Aux termes de ses conclusions notifiées par RPVA le 12 janvier 2024 auxquelles en application de l'article 455 du code de procédure civile il est renvoyé pour un plus ample exposé de ses moyens, Monsieur [H] [E] demande à la cour :

DE CONFIRMER le jugement rendu par le Conseil de prud'hommes de REIMS le 9 février 2023 en toutes ses dispositions, sauf en ce qu'il l'a débouté de ses demandes plus amples ou contraires ;

En conséquence,

D'INFIRMER le jugement entrepris en ses dispositions relatives à l'indemnité allouée pour licenciement sans cause réelle et sérieuse, au travail dissimulé, aux dommages et intérêts pour exécution déloyale et rupture brutale et vexatoire du contrat de travail, aux dommages et intérêts pour violation du repos dominical, du repos journalier, du repos hebdomadaire, de la durée du travail de nuit et des temps de pause, et aux frais irrépétibles de première instance,

Statuant à nouveau dans la limite de ces chefs, à défaut d'appel incident de la société JLN DISTRIBUTION, et y ajoutant,

DE REQUALIFIER le contrat à durée indéterminée à temps partiel le liant à la société JLN DISTRIBUTION en contrat à durée indéterminée à temps complet à compter du mois d'août 2020 ;

DE CONDAMNER la société JLN DISTRIBUTION à lui payer les sommes suivantes :

. 3 201,98 euros à titre d'indemnité pour licenciement sans cause réelle sérieuse,

. 9 605,94 euros à titre d'indemnité forfaitaire pour travail dissimulé,

. 10'000 euros à titre de dommages et intérêts pour violation du repos dominical, du repos journalier, du repos hebdomadaire, de la durée du travail de nuit et des temps de pause,

. 8 000 euros à titre de dommages et intérêts pour exécution déloyale et rupture brutale et vexatoire du contrat de travail,

. 5 000 euros au titre des frais irrépétibles de première instance et d'appel

DE DÉBOUTER la société JLN DISTRIBUTION de toutes ses demandes plus amples ou contraires ;

CONDAMNER la société JLN DISTRIBUTION aux dépens d'appel ;

Aux termes de ses conclusions notifiées par RPVA le 7 septembre 2023, auxquelles en application de l'article 455 du code de procédure civile il est renvoyé pour un plus ample exposé de ses moyens, la société JNL DISTRIBUTION demande à la cour :

DE CONFIRMER en toutes ses dispositions le jugement prononcé par le Conseil de Prud'hommes de REIMS le 9 février 2023 ;

DE CONDAMNER Monsieur [H] [E] à lui payer la somme de 2 000 euros au titre des dispositions de l'article 700 du code de procédure civile ;

DE CONDAMNER Monsieur [H] [E] aux dépens ;

Motifs :

A titre liminaire il convient de préciser que, compte tenu des règles d'effet dévolutif prévues par les articles 561 et suivants du code de procédure civile, la cour d'appel n'est saisie que de l'appel portant sur le quantum des dommages et intérêts dus en réparation du licenciement sans cause réelle et sérieuse, sur l'indemnité de travail dissimulé, les dommages et intérêts pour violation des règles relatives à la durée du travail, les dommages et intérêts pour exécution déloyale du contrat de travail et rupture vexatoire et les frais irrépétibles.
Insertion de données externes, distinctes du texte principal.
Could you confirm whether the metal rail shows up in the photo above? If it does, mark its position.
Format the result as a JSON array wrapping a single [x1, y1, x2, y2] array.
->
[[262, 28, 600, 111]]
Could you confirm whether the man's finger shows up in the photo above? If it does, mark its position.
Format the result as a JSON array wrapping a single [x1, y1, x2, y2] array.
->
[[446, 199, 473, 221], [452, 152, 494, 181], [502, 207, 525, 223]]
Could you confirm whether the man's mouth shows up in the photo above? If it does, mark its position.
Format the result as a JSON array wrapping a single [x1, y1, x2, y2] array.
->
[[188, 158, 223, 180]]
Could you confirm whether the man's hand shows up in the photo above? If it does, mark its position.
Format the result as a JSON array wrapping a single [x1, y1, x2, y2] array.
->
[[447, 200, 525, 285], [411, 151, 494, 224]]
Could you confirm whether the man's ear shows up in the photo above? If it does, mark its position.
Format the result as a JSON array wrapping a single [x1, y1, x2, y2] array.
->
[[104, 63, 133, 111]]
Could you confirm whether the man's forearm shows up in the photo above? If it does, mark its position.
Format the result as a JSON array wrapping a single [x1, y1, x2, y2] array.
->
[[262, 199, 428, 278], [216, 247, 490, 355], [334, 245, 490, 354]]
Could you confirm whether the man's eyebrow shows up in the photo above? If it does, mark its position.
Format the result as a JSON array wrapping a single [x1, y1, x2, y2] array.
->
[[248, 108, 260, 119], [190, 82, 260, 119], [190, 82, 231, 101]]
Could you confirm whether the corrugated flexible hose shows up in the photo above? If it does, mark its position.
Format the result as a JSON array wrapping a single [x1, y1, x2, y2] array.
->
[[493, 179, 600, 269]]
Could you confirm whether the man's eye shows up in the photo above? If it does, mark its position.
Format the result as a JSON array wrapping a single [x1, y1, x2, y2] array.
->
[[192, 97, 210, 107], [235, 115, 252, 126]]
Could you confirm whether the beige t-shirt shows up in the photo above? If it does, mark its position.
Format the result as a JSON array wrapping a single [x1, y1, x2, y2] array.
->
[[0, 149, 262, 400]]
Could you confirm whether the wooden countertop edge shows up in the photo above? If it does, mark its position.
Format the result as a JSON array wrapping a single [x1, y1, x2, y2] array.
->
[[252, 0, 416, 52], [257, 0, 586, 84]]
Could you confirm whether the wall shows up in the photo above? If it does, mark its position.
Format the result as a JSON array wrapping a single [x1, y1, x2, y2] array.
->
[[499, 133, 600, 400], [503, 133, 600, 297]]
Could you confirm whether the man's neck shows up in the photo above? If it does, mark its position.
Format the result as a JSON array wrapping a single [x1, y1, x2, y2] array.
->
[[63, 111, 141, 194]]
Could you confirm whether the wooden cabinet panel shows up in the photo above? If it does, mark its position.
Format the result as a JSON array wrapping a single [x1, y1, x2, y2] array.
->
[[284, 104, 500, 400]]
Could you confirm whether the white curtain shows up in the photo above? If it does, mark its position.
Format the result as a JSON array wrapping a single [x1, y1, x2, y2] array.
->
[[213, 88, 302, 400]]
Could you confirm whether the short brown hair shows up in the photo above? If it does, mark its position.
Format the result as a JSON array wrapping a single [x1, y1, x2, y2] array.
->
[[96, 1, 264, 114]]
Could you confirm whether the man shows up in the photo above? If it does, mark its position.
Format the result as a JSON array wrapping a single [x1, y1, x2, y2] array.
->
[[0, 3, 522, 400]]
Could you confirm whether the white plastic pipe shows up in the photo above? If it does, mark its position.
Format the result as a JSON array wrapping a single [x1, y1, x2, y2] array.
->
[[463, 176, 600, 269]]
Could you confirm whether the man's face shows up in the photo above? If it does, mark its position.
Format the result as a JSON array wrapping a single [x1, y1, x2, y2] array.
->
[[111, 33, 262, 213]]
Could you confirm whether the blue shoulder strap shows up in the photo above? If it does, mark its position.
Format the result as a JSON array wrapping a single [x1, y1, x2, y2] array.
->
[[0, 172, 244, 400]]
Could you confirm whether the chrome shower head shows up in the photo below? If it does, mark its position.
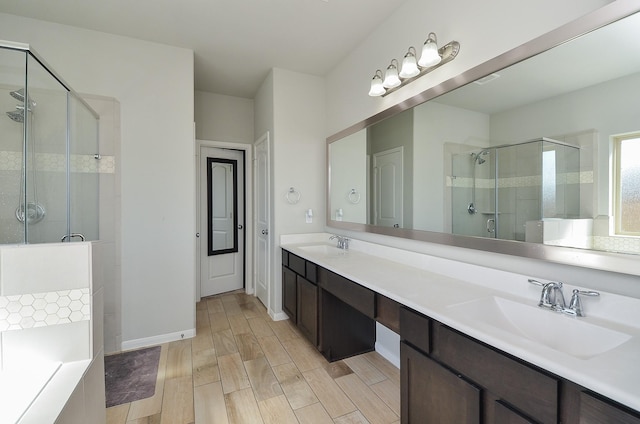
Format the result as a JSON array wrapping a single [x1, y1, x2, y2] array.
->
[[7, 110, 24, 122], [9, 88, 36, 108], [471, 150, 489, 165]]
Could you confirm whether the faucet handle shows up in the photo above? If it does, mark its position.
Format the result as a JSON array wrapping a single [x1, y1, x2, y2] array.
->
[[569, 289, 600, 317]]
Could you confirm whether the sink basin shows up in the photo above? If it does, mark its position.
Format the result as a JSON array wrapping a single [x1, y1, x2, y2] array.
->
[[449, 296, 631, 359], [298, 244, 348, 256]]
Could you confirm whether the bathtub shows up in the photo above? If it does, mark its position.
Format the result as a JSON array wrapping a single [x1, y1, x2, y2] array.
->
[[0, 360, 62, 424]]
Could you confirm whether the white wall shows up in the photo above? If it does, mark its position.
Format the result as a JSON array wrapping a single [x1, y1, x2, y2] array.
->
[[255, 68, 326, 316], [326, 0, 610, 135], [326, 0, 640, 297], [194, 91, 256, 143], [0, 14, 195, 347]]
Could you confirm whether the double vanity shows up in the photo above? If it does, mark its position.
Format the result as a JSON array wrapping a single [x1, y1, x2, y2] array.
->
[[281, 234, 640, 424]]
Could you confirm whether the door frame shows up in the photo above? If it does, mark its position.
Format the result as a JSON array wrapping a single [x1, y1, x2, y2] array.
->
[[194, 139, 255, 302]]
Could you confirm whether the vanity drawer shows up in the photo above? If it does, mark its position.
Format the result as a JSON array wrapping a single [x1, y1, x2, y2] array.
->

Par ailleurs, si le premier juge, dans les motifs du jugement a requalifié le contrat de travail à durée indéterminée à temps partiel en contrat à durée indéterminée à temps complet à compter du mois d'août 2020 et fait droit au rappel de salaires subséquent, cette requalification n'apparaît pas distinctement dans le dispositif du jugement.

En conséquence il y a lieu d'ajouter, dans le dispositif de l'arrêt, la requalification dont le premier juge a omis de reprendre les termes dans son dispositif et qui n'est pas contestée par l'intimée à hauteur d'appel.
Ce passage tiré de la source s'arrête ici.